Dégât collatéral à l’occasion

Il s’est vendu l’an passé en France 1,79 million de voitures neuves. Mais le marché de l’occasion est trois fois plus important avec 5,4 millions de véhicules échangés, dont 68% de diesel. En cas d’interdiction du gazole, les constructeurs estiment que c’est sur ce marché de la deuxième main que les conséquences seraient les plus fortes et brandissent l’argument du porte-monnaie. Les particuliers se trouveraient alors dans l’impossibilité de revendre leur voiture. Mais ce bannissement du gazole aurait aussi des répercussions pour les entreprises, préviennent-ils. Chaque année, elles achètent 700 000 voitures et véhicules utilitaires (soit 32% du marché automobile total) carburant au diesel. Un choix guidé par des considérations fiscales puisque les entreprises sont autorisées à récupérer la TVA sur le gazole.

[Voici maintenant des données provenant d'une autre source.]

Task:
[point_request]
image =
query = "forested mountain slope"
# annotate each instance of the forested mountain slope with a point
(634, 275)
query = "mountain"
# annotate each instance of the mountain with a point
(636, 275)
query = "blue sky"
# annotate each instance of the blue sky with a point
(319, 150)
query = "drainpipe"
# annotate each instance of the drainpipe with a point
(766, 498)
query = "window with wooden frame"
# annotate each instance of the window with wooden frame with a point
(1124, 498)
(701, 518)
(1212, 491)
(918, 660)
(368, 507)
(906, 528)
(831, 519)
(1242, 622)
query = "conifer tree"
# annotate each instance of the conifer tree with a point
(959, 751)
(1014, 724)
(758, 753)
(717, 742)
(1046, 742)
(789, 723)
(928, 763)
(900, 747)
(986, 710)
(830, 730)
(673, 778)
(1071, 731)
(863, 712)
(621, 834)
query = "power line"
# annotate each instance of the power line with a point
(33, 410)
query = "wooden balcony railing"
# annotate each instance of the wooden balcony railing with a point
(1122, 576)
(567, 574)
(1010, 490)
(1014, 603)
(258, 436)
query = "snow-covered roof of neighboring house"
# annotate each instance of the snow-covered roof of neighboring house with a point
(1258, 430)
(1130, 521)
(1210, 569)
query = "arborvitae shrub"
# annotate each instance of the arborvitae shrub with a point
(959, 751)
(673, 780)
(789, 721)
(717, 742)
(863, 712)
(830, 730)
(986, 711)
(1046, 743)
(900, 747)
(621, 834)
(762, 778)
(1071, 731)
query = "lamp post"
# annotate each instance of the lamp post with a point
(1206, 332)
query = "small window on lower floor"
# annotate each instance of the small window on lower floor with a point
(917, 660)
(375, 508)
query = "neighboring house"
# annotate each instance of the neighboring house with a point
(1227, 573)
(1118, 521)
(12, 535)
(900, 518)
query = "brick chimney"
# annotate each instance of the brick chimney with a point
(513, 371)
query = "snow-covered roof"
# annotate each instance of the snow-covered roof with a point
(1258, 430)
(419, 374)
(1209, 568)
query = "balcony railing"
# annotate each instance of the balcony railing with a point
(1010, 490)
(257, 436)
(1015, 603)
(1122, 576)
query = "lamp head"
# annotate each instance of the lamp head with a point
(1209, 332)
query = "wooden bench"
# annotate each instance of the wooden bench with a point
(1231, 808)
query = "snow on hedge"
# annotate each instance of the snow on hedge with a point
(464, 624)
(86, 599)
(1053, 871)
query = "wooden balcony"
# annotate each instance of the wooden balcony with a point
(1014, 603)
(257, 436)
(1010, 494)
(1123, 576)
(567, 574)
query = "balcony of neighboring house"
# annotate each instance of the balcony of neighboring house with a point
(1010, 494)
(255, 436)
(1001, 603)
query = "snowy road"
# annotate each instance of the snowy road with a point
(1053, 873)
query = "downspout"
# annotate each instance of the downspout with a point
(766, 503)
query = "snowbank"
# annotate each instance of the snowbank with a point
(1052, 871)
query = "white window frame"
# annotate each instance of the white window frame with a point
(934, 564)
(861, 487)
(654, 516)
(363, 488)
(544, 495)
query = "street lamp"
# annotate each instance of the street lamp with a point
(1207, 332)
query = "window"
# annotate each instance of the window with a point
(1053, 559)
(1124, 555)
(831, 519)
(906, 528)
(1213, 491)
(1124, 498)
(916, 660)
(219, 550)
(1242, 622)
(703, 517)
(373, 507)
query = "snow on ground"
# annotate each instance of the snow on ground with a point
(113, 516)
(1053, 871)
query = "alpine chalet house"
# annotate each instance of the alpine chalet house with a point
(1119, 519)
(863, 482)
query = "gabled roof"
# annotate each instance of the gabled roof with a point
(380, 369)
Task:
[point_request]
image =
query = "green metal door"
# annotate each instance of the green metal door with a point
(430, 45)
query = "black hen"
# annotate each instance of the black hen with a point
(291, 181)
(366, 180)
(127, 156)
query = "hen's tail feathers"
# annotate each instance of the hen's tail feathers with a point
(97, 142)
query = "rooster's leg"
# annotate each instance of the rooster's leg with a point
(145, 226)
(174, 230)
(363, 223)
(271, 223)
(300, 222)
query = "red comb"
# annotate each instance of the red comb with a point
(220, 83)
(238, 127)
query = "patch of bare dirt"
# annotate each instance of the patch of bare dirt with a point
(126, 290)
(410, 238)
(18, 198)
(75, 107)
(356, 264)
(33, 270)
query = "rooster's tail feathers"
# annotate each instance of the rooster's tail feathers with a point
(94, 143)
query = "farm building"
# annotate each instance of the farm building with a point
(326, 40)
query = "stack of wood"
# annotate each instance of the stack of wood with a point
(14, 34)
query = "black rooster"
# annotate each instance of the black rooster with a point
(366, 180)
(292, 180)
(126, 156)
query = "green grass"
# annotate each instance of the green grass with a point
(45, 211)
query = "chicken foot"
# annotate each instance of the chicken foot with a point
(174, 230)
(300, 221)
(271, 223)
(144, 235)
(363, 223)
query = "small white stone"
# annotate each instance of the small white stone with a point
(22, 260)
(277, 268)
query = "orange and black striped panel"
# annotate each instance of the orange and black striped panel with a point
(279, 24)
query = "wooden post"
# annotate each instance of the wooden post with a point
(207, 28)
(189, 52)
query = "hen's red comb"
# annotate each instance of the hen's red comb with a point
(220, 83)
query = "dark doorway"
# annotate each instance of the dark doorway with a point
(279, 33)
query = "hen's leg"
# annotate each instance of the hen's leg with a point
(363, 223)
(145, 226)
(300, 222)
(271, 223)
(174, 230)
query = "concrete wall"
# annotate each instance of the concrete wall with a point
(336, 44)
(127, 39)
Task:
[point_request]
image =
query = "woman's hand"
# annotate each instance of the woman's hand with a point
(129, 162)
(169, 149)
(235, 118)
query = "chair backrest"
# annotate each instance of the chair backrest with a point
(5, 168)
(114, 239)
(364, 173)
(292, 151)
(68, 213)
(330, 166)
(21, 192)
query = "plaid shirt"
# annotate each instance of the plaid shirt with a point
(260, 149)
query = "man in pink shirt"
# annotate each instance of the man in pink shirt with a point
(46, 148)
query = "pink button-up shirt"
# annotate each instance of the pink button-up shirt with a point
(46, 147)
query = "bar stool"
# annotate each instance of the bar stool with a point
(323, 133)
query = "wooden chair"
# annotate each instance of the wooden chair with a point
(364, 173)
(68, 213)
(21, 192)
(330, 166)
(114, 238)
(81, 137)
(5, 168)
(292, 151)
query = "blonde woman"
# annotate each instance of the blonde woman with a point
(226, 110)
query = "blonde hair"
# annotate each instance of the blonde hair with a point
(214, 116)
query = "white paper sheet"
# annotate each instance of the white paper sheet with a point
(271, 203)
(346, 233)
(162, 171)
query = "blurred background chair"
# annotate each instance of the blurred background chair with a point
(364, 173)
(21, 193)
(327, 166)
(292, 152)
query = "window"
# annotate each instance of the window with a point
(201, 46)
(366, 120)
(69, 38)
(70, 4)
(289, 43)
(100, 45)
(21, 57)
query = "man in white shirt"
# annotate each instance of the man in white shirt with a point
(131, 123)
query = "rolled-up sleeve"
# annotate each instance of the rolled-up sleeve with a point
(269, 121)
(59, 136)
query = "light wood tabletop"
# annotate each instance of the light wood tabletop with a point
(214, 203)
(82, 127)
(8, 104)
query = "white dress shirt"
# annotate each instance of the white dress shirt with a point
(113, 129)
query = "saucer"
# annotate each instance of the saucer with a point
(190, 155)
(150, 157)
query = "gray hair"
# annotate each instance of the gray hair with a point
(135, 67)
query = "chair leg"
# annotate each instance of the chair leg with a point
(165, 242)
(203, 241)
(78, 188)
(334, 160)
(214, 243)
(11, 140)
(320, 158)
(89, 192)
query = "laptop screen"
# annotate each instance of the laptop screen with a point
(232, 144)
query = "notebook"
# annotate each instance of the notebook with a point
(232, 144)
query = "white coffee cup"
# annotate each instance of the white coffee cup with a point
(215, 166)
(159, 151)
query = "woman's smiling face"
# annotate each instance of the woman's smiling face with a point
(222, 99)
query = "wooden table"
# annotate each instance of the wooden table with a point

En cas de suppression, le surcoût du poste carburant serait important, ont calculé les tenants d’une «dédieselisation» très graduelle du parc automobile, de l’ordre de 20%. Enfin, pour les utilisateurs de véhicules utilitaires, les alternatives sont peu développées puisqu’à quelques exceptions près, aucun de ces modèles n’est proposé en version essence.

L’alternative hybride en retard

Pour réduire leurs émissions polluantes, tous les constructeurs automobiles se tournent vers les motorisations hybrides rechargeables (plug-in). Associant un moteur thermique à un moteur électrique, ces voitures dotées de batteries rechargeables disposent d’une autonomie suffisante pour effectuer la plupart des trajets journaliers en mode électrique et recourent au moteur thermique pour des distances plus longues. Renault, qui a d’abord joué la carte du tout-électrique, s’oriente aujourd’hui vers cette technologie hybride. Présenté en octobre au Mondial de Paris, son moteur essence hybride rechargeable consomme 2 litres aux 100 km et se pose en alternative très sérieuse au diesel. Mais il ne sera commercialisé qu’en 2018, sur la future Clio. Chez PSA, à peine nommé à sa tête, Carlos Tavares a remis de l’ordre dans les moteurs de recherche. Pour s’ouvrir les marchés internationaux, où le diesel est peu répandu, Peugeot et Citroën parient aussi sur une nouvelle technologie hybride essence et rechargeable, mais qui n’équipera pas ses véhicules avant 2020. D’ici là, pour Renault comme pour PSA, impossible de se passer du diesel.